When Arizona residents lose a loved one, the last thing they want to think about is the debts that person has left behind, but with debt collectors threatening to circle them it may have to be the first thing that they deal with. The surprising truth is that more and more seniors are facing financial problems, and a recent study found that the fastest portion of people filing for bankruptcy is people over the age of 65. Longer lives, lack of retirement plans and increase in educational options are some of the reasons debts are soaring for this segment of the population.Unfortunately, in today's day and age Arizona residents may be struggling with their own debt and being saddled with their parents debt may be too overwhelming. The first thing that may come through their mind is, are they responsible for this debt? Different debts are dealt with differently, and it is important to know is what debt can be inherited and what to do about it.The general rule is that the decedent's estate pays off debts. This means that even though debts need to be paid back, the decedents estate is the only liable entity, and if money in the estate ends, then creditors cannot be paid back. Generally creditors cannot look outside the estate to get their debts settled, so 401(k) plans and insurance policies with a named beneficiary cannot be used to settle debts.

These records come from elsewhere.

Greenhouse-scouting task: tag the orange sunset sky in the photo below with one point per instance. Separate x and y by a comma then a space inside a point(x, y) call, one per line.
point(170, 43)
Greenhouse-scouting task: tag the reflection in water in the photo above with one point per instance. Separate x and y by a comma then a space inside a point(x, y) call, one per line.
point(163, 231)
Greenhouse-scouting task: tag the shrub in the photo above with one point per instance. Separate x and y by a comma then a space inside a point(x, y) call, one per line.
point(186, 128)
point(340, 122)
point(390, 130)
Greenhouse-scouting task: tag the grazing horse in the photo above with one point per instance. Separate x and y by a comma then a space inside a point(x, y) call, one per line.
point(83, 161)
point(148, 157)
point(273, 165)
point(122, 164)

Arizona is a community property state that means there are exceptions to the above rule in some instances. Debts incurred by one spouse for the benefit of the whole family are considered inheritable -- this means that the surviving spouse must pay these debts back.
Losing a loved one and then dealing with their debts and creditor harassment on their behalf may be too overwhelming for some people and it is to protect debtors that the option of filing for bankruptcy exists. Chapter 7 bankruptcy not only puts an end to most debts but it also puts an end to wage garnishment and creditor harassment.